Voting restrictions imposed by Ohio Republicans earlier this year will make casting a ballot in the Buckeye State significantly harder, and will hurt African-Americans far more than whites, according to a new court filing which offers a wealth of data to back up its claims. The brief, filed Monday by lawyers for the American Civil Liberties Union (ACLU), asks a federal judge for an injunction to block the restrictions—cuts to the early voting period, and the elimination of same-day voter registration—before this November’s election. The ACLU filed suit earlier this year, alleging that the moves violate the Voting Rights Act’s ban on voting changes that have a racially discriminatory effect. But until Monday, it had not offered detailed information in support of its case.
In February, Ohio’s GOP-controlled legislature passed a law that cut the first six days from the state’s early voting period.
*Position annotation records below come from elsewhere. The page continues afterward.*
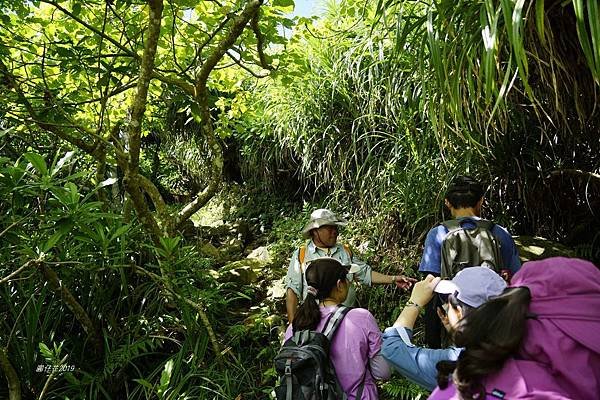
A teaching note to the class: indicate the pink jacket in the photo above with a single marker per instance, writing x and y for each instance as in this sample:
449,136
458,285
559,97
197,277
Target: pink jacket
560,354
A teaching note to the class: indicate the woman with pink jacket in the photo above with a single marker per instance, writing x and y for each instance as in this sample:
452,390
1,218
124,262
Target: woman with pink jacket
538,340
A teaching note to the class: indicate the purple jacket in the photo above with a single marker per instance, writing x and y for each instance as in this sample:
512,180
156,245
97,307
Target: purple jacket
560,354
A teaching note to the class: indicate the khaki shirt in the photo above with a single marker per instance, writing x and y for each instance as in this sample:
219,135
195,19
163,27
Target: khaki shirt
296,280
The days that were eliminated were known as “Golden Week,” when Ohioans could register and vote on the same day. Less than a week later, Secretary of State John Husted followed that up by announcing a ban on Sunday and evening voting.
A federal judge recently required Husted to restore early voting on the weekend and Monday directly before the election—part of a case that went back to the lead-up to the 2012 election. But the other cuts remain in place. Ohio’s Republican governor, John Kasich, who signed the early voting cuts into law, will be on the ballot for reelection this fall.